Saturday, February 14, 2009

Coping with Pain


Daughter came home with a note from the workshop yesterday. She had been treated for a sore ankle. I looked at her ankle and probed it. She never gave any indication of pain, and she isn't limping.




Her ankle is fine. Her heart is hurting. She knows Granddad is dying. She can't express those feelings verbally at the workshop, so she complains of a sore ankle. It gets her attention and sympathy, without the risk of her sadness giving way to tears.




She hasn't complained of her to me. She knows that I share her heart pain and understand it. She knows that I will give her a hug and listen to her fears. She also knows that I won't buy the ankle pain, I'll make her face the heart pain.
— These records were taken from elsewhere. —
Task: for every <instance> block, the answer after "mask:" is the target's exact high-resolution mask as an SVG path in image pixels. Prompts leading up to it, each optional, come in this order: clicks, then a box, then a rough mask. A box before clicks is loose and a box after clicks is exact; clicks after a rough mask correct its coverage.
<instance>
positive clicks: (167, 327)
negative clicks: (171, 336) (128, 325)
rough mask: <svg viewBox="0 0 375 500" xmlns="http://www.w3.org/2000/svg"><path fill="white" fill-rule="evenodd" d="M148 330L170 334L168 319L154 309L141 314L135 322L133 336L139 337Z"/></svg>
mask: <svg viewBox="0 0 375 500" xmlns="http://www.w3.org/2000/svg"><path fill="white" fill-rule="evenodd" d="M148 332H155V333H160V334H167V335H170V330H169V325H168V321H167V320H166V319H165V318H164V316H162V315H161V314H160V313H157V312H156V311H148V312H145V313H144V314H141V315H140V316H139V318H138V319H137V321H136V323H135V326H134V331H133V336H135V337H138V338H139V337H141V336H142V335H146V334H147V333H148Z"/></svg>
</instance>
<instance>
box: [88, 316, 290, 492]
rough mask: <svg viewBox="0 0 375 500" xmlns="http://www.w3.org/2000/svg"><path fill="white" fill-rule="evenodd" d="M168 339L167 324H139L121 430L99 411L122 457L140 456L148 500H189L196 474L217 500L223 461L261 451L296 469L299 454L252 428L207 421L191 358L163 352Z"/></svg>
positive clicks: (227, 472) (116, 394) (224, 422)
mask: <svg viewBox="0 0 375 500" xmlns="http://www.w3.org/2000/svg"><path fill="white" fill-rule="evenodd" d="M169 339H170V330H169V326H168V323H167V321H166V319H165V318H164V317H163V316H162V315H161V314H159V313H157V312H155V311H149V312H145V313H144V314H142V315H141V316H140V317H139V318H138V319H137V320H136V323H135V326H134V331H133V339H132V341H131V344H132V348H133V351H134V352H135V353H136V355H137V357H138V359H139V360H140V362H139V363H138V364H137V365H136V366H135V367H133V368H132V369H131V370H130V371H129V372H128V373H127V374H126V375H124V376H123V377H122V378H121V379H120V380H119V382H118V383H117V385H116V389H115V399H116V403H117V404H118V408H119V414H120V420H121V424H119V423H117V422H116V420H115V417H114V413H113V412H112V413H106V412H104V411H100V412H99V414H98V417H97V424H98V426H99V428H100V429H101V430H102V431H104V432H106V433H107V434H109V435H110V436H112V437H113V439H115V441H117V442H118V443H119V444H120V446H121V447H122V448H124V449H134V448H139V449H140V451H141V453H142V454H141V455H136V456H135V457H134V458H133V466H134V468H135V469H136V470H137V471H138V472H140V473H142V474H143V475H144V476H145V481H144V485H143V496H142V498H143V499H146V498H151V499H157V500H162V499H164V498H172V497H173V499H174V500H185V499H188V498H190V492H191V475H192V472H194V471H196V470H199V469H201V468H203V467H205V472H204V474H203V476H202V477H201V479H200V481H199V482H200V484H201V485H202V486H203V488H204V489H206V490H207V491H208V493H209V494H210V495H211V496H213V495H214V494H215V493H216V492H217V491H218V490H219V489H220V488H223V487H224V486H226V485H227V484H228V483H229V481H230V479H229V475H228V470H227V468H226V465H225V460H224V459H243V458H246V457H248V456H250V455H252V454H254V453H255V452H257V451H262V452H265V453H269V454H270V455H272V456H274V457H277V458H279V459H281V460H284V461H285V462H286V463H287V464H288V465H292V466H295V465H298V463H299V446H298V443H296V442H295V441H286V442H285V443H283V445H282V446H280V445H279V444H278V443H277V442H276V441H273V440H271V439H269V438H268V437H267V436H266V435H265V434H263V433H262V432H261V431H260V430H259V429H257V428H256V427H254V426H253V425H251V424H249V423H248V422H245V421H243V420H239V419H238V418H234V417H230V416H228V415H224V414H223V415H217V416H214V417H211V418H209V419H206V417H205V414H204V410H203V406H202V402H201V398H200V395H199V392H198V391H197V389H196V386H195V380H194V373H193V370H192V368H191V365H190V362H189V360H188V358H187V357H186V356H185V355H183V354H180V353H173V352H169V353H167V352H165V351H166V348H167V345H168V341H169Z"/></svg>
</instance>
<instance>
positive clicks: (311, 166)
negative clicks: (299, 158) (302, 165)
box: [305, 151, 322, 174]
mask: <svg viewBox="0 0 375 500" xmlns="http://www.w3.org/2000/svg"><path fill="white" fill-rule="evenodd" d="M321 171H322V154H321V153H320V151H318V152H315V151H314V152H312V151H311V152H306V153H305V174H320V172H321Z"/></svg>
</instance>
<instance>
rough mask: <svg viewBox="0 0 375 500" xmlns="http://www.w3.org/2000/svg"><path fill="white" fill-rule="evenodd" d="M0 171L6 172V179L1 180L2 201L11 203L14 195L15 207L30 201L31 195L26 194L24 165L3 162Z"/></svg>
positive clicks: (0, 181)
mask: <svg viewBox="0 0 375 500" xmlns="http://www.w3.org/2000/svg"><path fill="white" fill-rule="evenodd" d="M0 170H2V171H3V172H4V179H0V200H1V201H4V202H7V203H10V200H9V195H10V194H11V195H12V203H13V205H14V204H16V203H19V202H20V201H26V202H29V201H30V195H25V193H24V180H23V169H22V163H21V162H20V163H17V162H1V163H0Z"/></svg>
I cooked breakfast today. I made French toast. Every Saturday Dad got up and made us a big breakfast. We never knew what it would be, but we knew that when it was almost ready he'd go through the house taunting us. "There's nothing I hate more than to fix breakfast and have nobody here to eat it." "If I'm up, everyone should be up!" We'd drag ourselves out of bed and feast on pancakes, or waffles, or scrambled eggs with the works, sausage gravy and biscuits, chipped beef on cornbread, or who knows what else. It was the one morning a week that we set aside the cereal for a big breakfast. We will celebrate Dad's life when we eat on breakfast on Saturday morning.




I'm going to have to make some sausage gravy when we get back home after the wedding. That was Daughter's favorite, and Dad always made it for her when we came to visit. It was very unhealthy, and it totally messed up her blood sugar, and we didn't care. It was Granddad's way of telling Daughter he loved her.